Thursday, January 14, 2010

Rumor Is... Love Don't Cost a Thing.

Every year, halfway through the month of February, a diaper wearing winged infant shoots and strikes women in the heart, which causes them to hallucinate about being more special on this day. The shit is contagious and spreads like swine flu. If a woman has been infected she and all the women she knows will get sick – love sick. It’s a 24hour virus and the only thing that can cure it is receiving “stuff”. The only vaccine for the virus is called single; it’s free. I’ve been using it for years.

I don’t want to come across as bitter or a love-hater. I think love is beautiful. It was once explained to me and compared to a breeze, you can’t always see it, but it’s there and can be felt. And although I’ve never experienced it myself, I know it’s out there and lives in the hearts of many others.

However, it’s when we, men, fall into playing the ‘purchase my affection’ game every February Faketeenth, sorry Fourteenth. Ladies you know this game, don’t you? I’m sorry, I forgot their kind calls it love. This is when the man you love will spend triple the cost for roses, balloons, candied tropical fruit and keep Hallmark’s doors open for yet another 12months. And still, none of these things turn me off to this outrageous celebration. It’s after all the thoughtful presentations are made, kisses of our undying determination to make you smile are shared, and the leftovers are boxed up, brought home and then stashed next to last Saturday’s leftovers. The real sharing starts the next day… February 15th.

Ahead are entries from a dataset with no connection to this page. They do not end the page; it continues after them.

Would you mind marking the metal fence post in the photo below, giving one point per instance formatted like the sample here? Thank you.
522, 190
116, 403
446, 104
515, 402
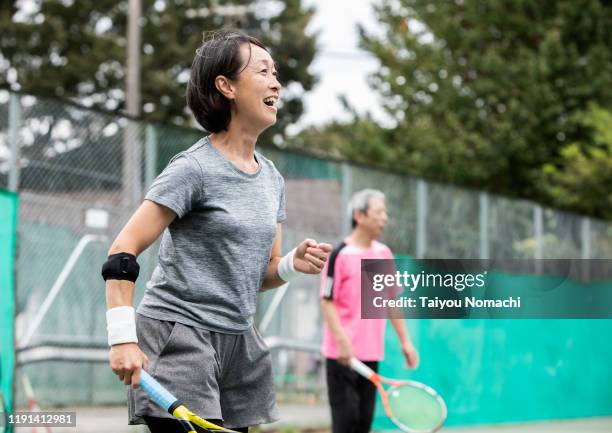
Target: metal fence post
150, 155
421, 234
483, 200
13, 138
585, 235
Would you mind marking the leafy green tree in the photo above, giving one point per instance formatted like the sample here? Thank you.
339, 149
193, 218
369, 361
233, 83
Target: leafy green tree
77, 50
484, 93
582, 179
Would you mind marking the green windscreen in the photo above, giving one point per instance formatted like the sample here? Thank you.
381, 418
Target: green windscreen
8, 222
503, 370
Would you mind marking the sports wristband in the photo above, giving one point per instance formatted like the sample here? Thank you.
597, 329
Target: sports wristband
286, 269
121, 325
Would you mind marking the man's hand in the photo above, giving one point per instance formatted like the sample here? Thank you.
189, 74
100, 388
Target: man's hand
310, 256
411, 355
345, 352
126, 361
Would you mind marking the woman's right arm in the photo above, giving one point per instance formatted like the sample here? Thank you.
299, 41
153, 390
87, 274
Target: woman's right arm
143, 228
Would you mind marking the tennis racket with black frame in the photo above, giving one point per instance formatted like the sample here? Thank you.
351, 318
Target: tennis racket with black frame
169, 402
412, 406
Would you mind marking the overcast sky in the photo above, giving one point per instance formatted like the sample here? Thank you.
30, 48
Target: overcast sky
340, 65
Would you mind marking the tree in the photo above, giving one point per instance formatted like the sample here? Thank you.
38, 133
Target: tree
486, 93
77, 50
582, 179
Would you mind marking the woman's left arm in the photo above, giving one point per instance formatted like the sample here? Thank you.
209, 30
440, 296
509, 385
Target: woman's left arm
308, 257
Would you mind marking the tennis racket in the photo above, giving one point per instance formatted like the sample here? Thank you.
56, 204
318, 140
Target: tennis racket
412, 406
167, 401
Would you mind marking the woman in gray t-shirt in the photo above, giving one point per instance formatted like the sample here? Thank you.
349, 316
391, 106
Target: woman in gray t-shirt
218, 207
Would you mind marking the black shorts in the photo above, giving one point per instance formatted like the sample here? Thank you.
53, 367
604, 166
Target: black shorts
352, 398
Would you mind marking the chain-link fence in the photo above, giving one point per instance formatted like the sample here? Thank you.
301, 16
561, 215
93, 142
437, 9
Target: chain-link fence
81, 173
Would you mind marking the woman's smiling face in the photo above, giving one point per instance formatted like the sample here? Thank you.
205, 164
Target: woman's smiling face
257, 89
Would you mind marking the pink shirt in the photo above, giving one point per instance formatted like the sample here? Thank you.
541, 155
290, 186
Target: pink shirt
366, 335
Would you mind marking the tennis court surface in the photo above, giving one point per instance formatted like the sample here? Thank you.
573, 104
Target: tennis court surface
315, 419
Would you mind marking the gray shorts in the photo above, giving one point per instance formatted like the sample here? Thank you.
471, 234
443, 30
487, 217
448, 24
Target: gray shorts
216, 376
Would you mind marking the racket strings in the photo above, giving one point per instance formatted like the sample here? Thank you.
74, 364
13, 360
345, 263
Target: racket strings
416, 409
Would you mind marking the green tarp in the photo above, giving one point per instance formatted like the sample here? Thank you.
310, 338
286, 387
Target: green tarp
8, 222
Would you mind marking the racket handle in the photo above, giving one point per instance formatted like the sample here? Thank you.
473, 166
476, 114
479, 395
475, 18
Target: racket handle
156, 391
361, 368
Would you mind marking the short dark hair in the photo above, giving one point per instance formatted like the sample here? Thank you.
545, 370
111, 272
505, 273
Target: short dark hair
218, 55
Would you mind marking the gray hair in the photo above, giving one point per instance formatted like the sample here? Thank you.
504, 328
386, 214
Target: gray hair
360, 202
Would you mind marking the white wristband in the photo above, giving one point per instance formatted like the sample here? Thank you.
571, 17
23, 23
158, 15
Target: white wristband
121, 325
286, 269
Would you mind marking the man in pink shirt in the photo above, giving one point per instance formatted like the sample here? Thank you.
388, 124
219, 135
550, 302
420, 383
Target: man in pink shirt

The only thing that matters is what she can brag to her friends about. That’s it! For the next 24hours they compare what they got, why it’s nice and who didn’t get a damn thing. But, they had better gotten something, otherwise you’re not getting anything. After all is said and done it becomes a nostalgic Friday afternoon directly after her 3rd grade spelling test, Show & Tell.

What are we celebrating again? Love, that’s right I forgot. With all the decorations in the way, I totally lost sight of the love part. I guess I say all that to state this: Prove your case to each other, not to a jury of your peers. Try to appreciate the history of why the day exists (look it up), and instead of spending a dime, spend time… with one another. Turn your phones off, watch a movie and enjoy each other’s company. Remember what its like to be with the one you love.

Hey, true love is priceless. Did we learn nothing from Flavor of Love??? “You know what time it is!”

2 comments:

Patrick said...

I love the 3rd grade spelling test comment. And you know what, many of these same types of expectations exist on an anniversary for either a married couple or one who has been dating (for at least one month). You better get her something and the size and cost of that present is directly equivalent to the size of her appreciation. Bet on that. PJC-loyal follower-good luck tone. (P.S. my wife is NOT like that though!!) whew-that comment should get me some "quality" one one one time with her.

tia said...

I actually agree with you on this one, but then receiving gifts is definitely not my love language. I can't be bought, and dudes who try to buy me turn me off. I've never been a fan of Valentine's Day and hate when dudes try to buy me things, hoping to impress or win me over. They can't buy me anything I really want that I don't already have, so what's the point? They'll end up buying me some ol' girly gift I don't like (like a purse or roses) and then I'll have to pretend to love it so their feelings don't get hurt when in actuality I'm mad because they weren't paying me enough attention to notice I don't even DO purses and don't like cut flowers cuz they die. Love shouldn't cost a thing, but then what's to be expected from materialistic people or those with little else to sell/offer but conditional love in return.